Another of the benefit of studying martial arts and small arms in the virtual training room, instead of in Omnia or the real world, was that getting broken bones, shot, or killed could be easily mended by Samantha.  The one time he broke a bone in Omnia had taken 24 hours to heal.  And of course getting killed in the real world was kind of permanent.  So, Kevin could go all out in training, which he thought was the best way to actually learn some skills fast.

***

After Kevin’s morning exercise, Samantha started the new training program by saying; “I’ve been thinking about the best way for you to learn the mathematics and physics of the Imperium. After working with you for the last two months, I’ve learned how your mind works.  Your very analytical, and have trouble just accepting information unless it’s backed up with a practical example.  To complicate the matter, even more, your previous education will make taking in some things difficult, without some sort of concrete proof that what you’re learning now is genuine and scientifically verifiable.  To limit the cognitive dissonance that would develop as you find out how Imperial Sciences are different from what you know of Earth-based sciences, I’ve taken the novice material from both, mathematics and physics, and mixed them into a course of combined study, with a lot of practical experiments to reinforce your learning.”

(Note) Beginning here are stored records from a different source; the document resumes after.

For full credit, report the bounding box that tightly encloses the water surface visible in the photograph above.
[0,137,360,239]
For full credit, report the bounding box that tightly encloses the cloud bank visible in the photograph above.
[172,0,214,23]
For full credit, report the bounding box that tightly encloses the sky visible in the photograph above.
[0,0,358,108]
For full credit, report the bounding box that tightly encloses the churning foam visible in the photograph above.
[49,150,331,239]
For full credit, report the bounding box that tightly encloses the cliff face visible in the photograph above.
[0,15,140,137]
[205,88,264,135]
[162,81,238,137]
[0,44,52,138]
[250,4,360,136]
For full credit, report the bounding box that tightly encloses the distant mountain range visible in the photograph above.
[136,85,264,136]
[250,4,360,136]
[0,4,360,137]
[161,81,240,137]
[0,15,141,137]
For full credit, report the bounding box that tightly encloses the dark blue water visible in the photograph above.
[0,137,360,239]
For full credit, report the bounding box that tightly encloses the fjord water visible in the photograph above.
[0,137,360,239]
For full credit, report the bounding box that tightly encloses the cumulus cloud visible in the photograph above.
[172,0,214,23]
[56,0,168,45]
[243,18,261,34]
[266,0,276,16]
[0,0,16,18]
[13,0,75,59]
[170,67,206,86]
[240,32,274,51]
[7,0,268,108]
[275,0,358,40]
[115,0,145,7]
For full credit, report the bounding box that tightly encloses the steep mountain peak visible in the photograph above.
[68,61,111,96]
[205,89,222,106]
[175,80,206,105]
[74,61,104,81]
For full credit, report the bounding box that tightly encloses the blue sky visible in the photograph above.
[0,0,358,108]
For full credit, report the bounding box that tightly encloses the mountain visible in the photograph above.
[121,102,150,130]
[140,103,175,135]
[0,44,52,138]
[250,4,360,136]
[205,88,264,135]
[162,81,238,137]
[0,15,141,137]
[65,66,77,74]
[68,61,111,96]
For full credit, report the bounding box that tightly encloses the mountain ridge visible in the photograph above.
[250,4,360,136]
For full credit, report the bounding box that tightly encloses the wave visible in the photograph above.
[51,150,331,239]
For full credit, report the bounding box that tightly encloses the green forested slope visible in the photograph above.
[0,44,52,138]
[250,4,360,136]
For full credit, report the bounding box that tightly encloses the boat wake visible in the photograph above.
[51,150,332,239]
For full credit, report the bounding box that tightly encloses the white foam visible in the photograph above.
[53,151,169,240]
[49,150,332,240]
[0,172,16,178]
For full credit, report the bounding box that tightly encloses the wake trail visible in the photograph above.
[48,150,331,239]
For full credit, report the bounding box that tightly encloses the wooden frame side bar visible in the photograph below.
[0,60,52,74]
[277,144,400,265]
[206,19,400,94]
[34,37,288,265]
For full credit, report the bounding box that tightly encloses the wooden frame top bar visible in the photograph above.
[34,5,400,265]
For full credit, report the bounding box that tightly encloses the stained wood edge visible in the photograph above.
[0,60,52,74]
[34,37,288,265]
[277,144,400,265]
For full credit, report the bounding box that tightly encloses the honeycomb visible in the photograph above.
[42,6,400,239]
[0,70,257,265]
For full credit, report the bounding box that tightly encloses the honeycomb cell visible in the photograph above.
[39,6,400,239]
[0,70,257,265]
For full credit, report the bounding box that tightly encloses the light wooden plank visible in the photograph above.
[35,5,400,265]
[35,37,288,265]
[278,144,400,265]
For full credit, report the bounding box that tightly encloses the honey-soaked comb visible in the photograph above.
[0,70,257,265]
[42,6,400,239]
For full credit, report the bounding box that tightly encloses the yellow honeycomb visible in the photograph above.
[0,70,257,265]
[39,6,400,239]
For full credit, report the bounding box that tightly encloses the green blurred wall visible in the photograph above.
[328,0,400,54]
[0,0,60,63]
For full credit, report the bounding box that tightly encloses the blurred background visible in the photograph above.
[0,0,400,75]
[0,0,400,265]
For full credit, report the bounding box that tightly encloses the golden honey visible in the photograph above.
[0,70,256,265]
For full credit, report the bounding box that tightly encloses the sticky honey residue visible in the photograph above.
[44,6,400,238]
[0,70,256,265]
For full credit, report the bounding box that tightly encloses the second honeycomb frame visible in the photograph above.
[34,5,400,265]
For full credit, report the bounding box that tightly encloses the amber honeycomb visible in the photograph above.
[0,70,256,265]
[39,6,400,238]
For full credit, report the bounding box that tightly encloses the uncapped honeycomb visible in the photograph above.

Kevin said, “That doesn’t help much.  Sure you can set up experiments that will work in this fictional world you’ve created.  That won’t enable me believe that it actually works outside the game pod.  So this ‘cognitive dissonance’ that you refer to will still be a problem.  I’m going to have to keep in mind that everything your ‘teaching’ is just fiction, so I’ll have two sets of sciences that I have to remember with yours being just a game.  No, that won’t solve my doubts or conflicts.”

Samantha nodded at his response.

“But everything I have to teach you can be proven. It’s just that a lot of it’s beyond Earth’s science right now.  I had an idea about this and took the liberty of already discussing the matter with Intelecom, to seek permission to break some of the limits they’ve placed on me.  They gave me permission to recreate the Kinzigur experiments.” said Samantha.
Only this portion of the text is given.